05 Jul 2021
Dr. Beate Maassen-Francke, süt ürünleri endüstrisi teknolojilerinde küresel bir lider ve akıllı süt ürünleri çiftçiliği çözümlerinde bir öncü olan GEA’da Çiftlik Yönetim Yazılımı Ürün Müdürüdür. Endüstrideki 22 yılı aşkın deneyimiyle, kendisi akıllı süt ürünleri çiftçiliğinin kök atışına bizzat şahit oldu. “90’Lı yıllarda ilk ‘akıllı’ çiftçilik çözümlerinden birisi olan Codatron 80 yemleme bilgisayarını hatırlıyorum” diyor. Günümüzde, kısa bir süre önce yapılan Alman Bitkom çalışmasına göre, örneğin Almanya’da neredeyse her 2 çiftlikten 1’inde akıllı yemleme sistemleri kullanılmaktadır ve yine birçoğu akıllı telefon ve tabletlerde çalışan zirai uygulamaları kullanmaktadır. Dünya genelinde artan talebe paralel olarak, Almanya’da süt ürünleri çiftliklerinin %21’i hali hazırda süt sağım robotları kullanmaktadır. Ve Dutch ABN AMRO bank’ın yaptığı son araştırmaya göre, dünya genelindeki zirai robotlar pazarı 5 yıllık süre zarfında iki kat büyüyebilecektir. “Çiftlikte optimal sürü yönetimi şu anda modern ve sürdürülebilir hayvan yetiştiriciliğinde en önemli başarı faktörlerinden birisi haline gelmiştir,” diyor Maassen-Francke. Ve günümüzde gittikçe artan bir şekilde, optimal sütü yönetimi akıllı teknolojilere bel bağlamak anlamına gelmektedir: yani sensörlere, robotlara, dijital aygıtlara ve yazılımlara.
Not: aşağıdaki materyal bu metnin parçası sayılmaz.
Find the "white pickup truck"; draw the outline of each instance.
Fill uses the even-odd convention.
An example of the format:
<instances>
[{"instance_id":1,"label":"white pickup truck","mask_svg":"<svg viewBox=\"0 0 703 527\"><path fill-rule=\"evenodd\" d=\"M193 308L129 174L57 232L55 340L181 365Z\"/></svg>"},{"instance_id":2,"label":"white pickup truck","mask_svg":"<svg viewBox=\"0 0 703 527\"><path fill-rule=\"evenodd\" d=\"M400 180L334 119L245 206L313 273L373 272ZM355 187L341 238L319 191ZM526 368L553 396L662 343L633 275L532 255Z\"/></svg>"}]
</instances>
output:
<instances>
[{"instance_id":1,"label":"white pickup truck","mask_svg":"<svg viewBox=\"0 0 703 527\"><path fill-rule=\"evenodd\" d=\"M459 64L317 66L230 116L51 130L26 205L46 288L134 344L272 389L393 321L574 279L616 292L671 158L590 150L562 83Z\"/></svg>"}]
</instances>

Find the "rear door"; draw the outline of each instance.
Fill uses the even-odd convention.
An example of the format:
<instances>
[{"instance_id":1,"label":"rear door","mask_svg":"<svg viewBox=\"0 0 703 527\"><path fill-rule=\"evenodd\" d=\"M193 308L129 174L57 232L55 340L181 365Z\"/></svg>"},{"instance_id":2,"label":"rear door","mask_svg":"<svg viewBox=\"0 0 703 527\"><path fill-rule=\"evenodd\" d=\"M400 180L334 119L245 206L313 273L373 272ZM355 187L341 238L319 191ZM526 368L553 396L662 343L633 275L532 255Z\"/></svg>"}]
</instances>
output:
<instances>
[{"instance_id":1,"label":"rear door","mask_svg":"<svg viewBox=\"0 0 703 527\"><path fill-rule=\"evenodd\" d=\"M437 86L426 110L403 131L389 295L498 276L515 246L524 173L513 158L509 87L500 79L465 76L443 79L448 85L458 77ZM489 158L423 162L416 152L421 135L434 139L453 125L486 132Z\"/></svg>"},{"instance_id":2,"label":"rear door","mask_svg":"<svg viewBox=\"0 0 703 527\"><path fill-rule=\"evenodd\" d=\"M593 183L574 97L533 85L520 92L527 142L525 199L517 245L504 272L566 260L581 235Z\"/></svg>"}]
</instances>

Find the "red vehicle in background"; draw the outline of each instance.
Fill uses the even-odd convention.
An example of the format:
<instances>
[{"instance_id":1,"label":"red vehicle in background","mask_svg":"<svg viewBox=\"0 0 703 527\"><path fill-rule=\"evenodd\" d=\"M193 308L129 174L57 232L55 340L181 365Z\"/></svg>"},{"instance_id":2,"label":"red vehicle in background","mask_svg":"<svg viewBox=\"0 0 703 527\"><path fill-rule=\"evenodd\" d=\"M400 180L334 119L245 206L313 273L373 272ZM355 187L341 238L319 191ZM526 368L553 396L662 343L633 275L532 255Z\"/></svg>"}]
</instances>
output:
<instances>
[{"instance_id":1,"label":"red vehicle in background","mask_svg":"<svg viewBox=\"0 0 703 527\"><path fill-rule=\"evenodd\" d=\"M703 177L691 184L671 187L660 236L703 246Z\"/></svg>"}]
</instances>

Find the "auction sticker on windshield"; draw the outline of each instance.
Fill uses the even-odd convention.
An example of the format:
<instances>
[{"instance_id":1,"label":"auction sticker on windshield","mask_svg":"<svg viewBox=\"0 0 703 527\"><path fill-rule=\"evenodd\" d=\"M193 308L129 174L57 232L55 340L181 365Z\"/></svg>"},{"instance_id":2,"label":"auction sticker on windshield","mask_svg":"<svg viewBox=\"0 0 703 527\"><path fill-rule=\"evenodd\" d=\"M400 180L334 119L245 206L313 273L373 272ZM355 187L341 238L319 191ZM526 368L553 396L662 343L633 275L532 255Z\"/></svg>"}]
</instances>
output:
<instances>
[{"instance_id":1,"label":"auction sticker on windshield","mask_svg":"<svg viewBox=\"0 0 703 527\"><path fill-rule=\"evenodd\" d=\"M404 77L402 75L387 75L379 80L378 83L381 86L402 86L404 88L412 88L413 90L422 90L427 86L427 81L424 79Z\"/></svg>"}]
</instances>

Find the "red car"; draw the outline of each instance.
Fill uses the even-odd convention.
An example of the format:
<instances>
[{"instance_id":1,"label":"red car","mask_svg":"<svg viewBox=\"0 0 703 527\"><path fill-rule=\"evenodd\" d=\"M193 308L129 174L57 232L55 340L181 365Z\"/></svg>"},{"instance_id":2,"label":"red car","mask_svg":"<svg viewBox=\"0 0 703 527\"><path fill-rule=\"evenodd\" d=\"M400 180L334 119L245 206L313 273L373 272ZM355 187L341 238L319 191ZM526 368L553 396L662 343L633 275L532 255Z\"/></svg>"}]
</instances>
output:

Zamanı verimli yönetmek, günümüz süt ürünleri çiftçileri için kritik bir başarı faktörüdür. “Çiftçilerin günlük yapılacak işler listesinin üstesinden gelebilmesi için, sürü yöneticileri kesinlikle zamandan daha bağımsız olmaya ihtiyaç duymaktadır,” diye sözlerine ekliyor Maassen-Francke. “Müdahale edilecek yer ve zaman konusunda gerçek zamanlı olarak bilgilendirilmelidirler.” Sensörlerin ve yazılımların mobil cihazlarla birlikte kullanımı, çiftçilere günün her hangi bir saatinde ahırda ya da PC başında olabilme esnekliği sağlamaktadır. Dahası, mobil cihazlar çiftlikteki tüm çalışanların daima güncel bilgilere sahip olmasını ve daha verimli bir şekilde koordine olabilmelerini sağlamaktadır.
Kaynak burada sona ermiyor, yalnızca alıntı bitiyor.